Reference to Plagues
Since the pharaoh who built the city with Israelite labor died before the Exodus events (Ex. 2:23), his son Tutankhamen would then be the Pharaoh of the Exodus. In his article in the Jerusalem Post, you would think the Egyptian stela was talking directly about the Exodus. In talking about the stele, Rosenberg cites the following curses: 1) Hapi, god of the Nile, will make it undrinkable; 2) Kermit, goddess of fertility, will release her frogspawn; 3) Osiris, god of corn, will allow locusts to eat the grain; 4) Ra, the sun god, will refuse to shine.
CON – Plagues not actually listed
Unfortunately, things that look too good to be true usually are. The only thing the restoration stele of Tutankhamen says is that the gods turned their back on the land. It does not give any specifics about curses. It does not even mention the specific gods by name. It is Rosenberg, who took the plagues recorded in the Exodus and linked them with specific Egyptian deities.
Question of Dates
The Hyksos from 1720 – 1550 BC
Rosenberg also makes a follow-up point. He points to the Hyksos, a Semitic people group. They entered Egypt in large numbers around 1750 BC. They became so dominant that they ruled Egypt for close to 200 years (1720-1550 BC). Josephus was a Jewish historian and a contemporary of Jesus. He thought that the Israelites entered Egypt with this group.

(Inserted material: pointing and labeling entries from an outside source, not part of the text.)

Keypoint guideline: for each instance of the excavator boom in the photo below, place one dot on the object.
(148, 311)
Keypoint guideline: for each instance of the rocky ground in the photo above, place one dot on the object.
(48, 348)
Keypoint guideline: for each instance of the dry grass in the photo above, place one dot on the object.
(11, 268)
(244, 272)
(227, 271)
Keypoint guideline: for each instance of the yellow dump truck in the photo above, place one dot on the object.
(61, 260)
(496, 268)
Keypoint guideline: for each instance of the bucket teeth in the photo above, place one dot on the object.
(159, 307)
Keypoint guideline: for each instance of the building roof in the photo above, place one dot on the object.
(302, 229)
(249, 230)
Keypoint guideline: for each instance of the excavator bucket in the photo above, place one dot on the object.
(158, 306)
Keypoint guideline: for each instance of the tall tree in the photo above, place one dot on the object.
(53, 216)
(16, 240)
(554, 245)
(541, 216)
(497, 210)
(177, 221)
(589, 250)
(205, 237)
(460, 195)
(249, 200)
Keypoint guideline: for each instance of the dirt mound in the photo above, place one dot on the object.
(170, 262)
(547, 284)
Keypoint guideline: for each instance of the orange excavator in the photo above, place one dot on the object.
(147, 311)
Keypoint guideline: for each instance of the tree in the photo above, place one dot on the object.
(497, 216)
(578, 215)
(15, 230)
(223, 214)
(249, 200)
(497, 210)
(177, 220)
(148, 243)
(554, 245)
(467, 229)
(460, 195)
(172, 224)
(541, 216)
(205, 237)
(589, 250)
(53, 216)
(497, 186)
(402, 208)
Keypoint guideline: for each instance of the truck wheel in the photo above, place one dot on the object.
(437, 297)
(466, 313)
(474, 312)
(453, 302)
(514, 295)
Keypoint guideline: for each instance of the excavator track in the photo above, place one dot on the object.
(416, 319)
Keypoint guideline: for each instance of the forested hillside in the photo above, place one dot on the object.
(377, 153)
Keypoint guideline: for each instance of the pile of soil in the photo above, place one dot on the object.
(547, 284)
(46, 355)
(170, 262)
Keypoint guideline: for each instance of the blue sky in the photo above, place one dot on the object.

Remember the high position Joseph held in the Egyptian government? This made perfect sense during this period of Semitic rule in Egypt. This was followed by a stark shift in power between the 15th and 18th dynasty. The Semites lost power whereas the native Egyptians regained it. Could this help explain the shift in attitude on the part of the Egyptian government towards Israel? Israel thrives as a minority under Joseph. But the Pharaoh “who did not know Joseph” turns them into an oppressed minority. Rosenberg points out that Jews and Christians alike ignore the specific information on Israel’s time in Egypt (Exodus 12:40). Even the Amazing Bible Timeline follows Bishop Ussher in assigning 130 years to this period rather than 430. His dates restore this original figure.
The City and Pharoahs Ramses
But there is good reason Rosenberg is practically alone in arguing for King Tut as the Pharaoh of the Exodus. He ignores the two primary pieces of evidence that most commentators cite. One is a chronological note in 1 Kings 6:1. The second is the reference to the city Rameses.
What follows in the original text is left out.